Personal information
- Full name: Gamachchi Withanage Hasini Madushika Perera
- Born: 27 June 1995 (age 31) Colombo, Sri Lanka
- Batting: Left-handed
- Bowling: Right arm medium-fast

International information
- National side: Sri Lanka;
- ODI debut (cap 60): 15 October 2014 v South Africa
- Last ODI: 7 July 2022 v India
- ODI shirt no.: 72
- T20I debut (cap 35): 1 April 2014 v Bangladesh
- Last T20I: 6 September 2023 v England
- T20I shirt no.: 72

Career statistics
| Competition | WODI | WT20I |
| Matches | 38 | 45 |
| Runs scored | 538 | 440 |
| Batting average | 14.54 | 11.89 |
| 100s/50s | 0/0 | 0/0 |
| Top score | 46 | 46* |
| Catches/stumpings | 8/– | 7/– |

Medal record
Women's cricket
Representing Sri Lanka
Asia Cup
| Winner | 2024 Sri Lanka |  |
| Runner-up | 2026 UAE |  |
Asian Games
| Silver medal – second place | 2022 Hangzhou |  |
- Source: Cricinfo, 2 October 2022

= Hasini Perera =

Sri Lankan cricketer (born 1995)

Hasini Perera (born 27 June 1995) is a Sri Lankan cricketer.

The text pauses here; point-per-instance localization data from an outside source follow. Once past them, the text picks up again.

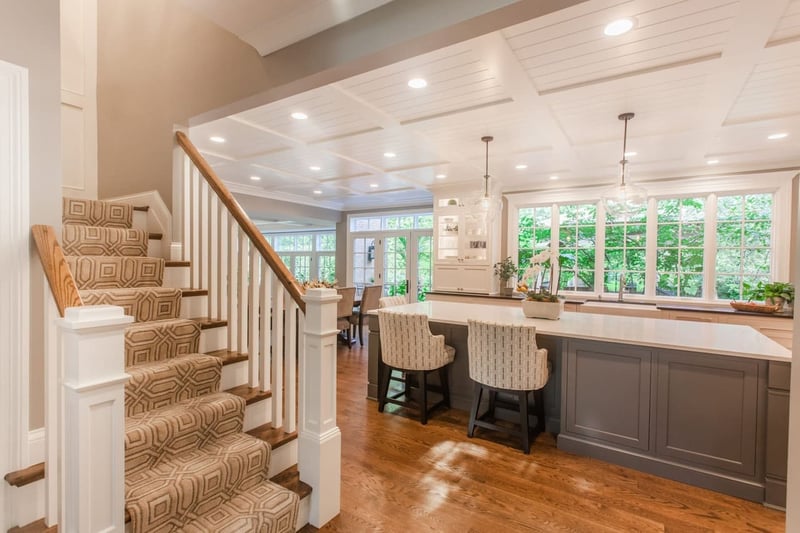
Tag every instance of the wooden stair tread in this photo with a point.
(250, 394)
(290, 479)
(276, 437)
(208, 323)
(25, 476)
(228, 357)
(34, 527)
(194, 292)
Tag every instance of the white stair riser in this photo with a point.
(257, 414)
(233, 375)
(303, 513)
(176, 277)
(282, 458)
(212, 339)
(140, 220)
(194, 306)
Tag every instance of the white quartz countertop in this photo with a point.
(710, 338)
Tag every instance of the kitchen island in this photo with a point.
(683, 400)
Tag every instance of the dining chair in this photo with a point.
(344, 310)
(370, 299)
(505, 358)
(408, 346)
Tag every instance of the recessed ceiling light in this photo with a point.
(776, 136)
(618, 27)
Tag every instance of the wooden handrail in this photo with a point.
(59, 276)
(273, 260)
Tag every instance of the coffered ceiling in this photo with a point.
(708, 80)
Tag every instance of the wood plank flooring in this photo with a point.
(400, 476)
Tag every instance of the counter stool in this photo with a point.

She made her T20I debut against Bangladesh in April 2014 and her ODI debut against South Africa in October the same year. Perera was a member of Sri Lanka's squad for the 2018 ICC Women's World Twenty20 tournament in the West Indies. In January 2020, she was named in Sri Lanka's squad for the 2020 ICC Women's T20 World Cup in Australia. In October 2021, she was named in Sri Lanka's team for the 2021 Women's Cricket World Cup Qualifier tournament in Zimbabwe. In January 2022, she was named in Sri Lanka's team for the 2022 Commonwealth Games Cricket Qualifier tournament in Malaysia. Perera was part of Sri Lanka's team for the cricket tournament at the 2022 Commonwealth Games in Birmingham, England, and for the 2024 ICC Women's T20 World Cup.